Worin besteht das Erziehungsmodell der Corps, das bis heute praktiziert wird? Die Erziehung erfolgt insbesondere bei den Conventen, zu denen die jungen Corpsbrüder – auch heute noch – jede Woche zusammenkommen. Auf dem Convent muss jeder Rede und Antwort stehen, Dort wählen die Mitglieder die Verantwortlichen für bestimmte Aufgaben. Jeder Gewählte kann dann ein Semester lang beweisen, ob er der Aufgabe gewachsen ist.
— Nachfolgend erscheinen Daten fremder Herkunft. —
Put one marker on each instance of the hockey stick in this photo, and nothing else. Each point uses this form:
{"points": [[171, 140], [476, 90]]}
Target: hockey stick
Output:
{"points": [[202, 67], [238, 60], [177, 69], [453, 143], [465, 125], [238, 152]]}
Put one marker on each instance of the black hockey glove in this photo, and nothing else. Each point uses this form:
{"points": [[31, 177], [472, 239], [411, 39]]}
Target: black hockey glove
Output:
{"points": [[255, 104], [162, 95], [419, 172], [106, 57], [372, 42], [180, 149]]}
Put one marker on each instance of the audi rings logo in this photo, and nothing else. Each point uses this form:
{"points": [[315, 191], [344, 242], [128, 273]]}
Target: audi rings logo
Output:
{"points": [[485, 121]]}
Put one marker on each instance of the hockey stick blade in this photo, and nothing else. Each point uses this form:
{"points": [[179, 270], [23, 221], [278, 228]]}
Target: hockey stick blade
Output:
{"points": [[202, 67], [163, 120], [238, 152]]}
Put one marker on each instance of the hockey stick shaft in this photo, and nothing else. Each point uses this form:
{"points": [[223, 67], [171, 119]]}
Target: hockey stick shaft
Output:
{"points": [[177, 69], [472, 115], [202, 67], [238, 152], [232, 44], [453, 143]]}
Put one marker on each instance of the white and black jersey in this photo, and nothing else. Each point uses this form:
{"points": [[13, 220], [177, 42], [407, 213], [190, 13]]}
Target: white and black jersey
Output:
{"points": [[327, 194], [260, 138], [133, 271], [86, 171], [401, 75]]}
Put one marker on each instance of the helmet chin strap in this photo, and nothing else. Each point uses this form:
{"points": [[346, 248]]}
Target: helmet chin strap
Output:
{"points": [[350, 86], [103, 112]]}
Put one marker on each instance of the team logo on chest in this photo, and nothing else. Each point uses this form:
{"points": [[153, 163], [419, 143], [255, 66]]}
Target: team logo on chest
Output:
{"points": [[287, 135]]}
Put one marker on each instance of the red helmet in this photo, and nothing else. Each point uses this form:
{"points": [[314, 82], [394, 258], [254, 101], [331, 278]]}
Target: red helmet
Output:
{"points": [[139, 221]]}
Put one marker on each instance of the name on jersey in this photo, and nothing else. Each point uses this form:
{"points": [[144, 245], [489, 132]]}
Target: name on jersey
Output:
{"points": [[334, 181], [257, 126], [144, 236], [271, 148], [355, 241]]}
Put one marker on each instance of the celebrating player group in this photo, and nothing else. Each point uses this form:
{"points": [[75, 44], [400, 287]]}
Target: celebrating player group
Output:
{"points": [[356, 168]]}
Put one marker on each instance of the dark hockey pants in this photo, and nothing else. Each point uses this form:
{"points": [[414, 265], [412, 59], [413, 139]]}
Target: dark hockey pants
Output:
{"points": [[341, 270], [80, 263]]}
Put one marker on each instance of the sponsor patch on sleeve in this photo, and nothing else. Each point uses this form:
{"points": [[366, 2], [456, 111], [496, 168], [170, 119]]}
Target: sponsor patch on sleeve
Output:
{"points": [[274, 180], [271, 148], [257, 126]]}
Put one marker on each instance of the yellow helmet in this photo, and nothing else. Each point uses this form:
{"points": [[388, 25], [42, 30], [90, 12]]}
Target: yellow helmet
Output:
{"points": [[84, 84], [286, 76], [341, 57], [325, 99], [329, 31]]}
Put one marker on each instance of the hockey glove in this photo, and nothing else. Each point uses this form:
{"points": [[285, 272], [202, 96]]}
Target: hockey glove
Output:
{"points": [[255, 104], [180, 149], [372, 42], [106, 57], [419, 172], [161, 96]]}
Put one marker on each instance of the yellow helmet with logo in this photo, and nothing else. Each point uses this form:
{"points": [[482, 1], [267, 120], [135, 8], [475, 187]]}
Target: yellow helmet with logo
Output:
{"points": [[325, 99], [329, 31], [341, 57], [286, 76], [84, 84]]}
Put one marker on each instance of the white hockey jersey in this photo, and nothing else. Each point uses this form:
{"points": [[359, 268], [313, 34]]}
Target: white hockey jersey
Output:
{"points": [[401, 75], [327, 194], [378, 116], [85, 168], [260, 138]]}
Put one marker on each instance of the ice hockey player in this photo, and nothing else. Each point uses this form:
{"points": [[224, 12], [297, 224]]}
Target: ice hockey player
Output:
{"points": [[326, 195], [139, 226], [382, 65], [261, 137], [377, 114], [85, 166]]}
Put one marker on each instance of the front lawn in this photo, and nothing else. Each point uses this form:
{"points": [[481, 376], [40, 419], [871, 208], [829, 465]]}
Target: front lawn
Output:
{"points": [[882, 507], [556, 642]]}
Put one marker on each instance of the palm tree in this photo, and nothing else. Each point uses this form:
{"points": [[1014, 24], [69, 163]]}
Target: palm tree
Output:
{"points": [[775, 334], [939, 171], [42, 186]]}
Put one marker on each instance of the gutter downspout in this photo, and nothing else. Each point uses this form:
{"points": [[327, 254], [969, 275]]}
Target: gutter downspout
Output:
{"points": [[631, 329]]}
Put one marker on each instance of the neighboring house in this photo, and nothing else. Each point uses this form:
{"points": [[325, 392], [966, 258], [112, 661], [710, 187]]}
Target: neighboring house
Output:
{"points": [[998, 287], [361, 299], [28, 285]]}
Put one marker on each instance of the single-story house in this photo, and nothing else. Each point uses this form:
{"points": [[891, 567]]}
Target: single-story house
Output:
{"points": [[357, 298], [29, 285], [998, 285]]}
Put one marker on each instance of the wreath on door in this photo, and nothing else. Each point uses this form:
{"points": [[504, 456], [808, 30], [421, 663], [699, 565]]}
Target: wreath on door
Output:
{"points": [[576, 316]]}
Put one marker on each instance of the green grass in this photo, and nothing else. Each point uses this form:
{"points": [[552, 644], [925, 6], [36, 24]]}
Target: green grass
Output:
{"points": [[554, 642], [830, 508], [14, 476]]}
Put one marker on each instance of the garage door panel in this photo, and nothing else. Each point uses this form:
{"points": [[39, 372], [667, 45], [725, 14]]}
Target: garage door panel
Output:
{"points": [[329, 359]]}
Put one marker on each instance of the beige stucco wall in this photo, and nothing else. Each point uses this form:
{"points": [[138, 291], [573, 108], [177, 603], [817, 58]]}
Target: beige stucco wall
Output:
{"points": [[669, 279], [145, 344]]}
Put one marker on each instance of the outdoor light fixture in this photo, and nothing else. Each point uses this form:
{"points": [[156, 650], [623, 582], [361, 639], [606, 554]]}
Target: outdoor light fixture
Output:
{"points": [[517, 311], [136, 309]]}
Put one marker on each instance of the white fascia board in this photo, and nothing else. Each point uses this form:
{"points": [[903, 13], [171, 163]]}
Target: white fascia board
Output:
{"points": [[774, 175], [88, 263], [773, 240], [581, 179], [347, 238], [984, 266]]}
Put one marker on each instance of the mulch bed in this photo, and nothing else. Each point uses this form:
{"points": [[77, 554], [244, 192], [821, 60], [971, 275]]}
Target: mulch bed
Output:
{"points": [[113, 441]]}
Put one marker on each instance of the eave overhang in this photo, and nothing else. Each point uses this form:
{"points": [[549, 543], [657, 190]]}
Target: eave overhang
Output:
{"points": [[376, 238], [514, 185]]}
Jeder wird dort – und idealerweise nur dort – persönlich kritisiert, wenn sein Verhalten nicht in Ordnung war.
Diese Kritik ist mitunter unverblümt und recht scharf – so etwas haben viele junge Menschen vorher bei ihren nachsichtigen Eltern nicht erlebt. Wenn man falsch gehandelt oder sich danebenbenommen hat, kritisieren gleichaltrige Freunde dieses Verhalten in direkter Ansprache beim Convent. Diese offene Kritik von Corpsbrüdern, die bei jedem bleibende Erinnerungen hinterlässt, prägt das Miteinander nachhaltig. Die Kritik führt allerdings nicht zu einem Zerwürfnis zwischen den Corpsbrüdern. Absender und Empfänger der Kritik trinken nach dem Convent ein Bier zusammen und die jeweilige Meinungsverschiedenheit ist beigelegt.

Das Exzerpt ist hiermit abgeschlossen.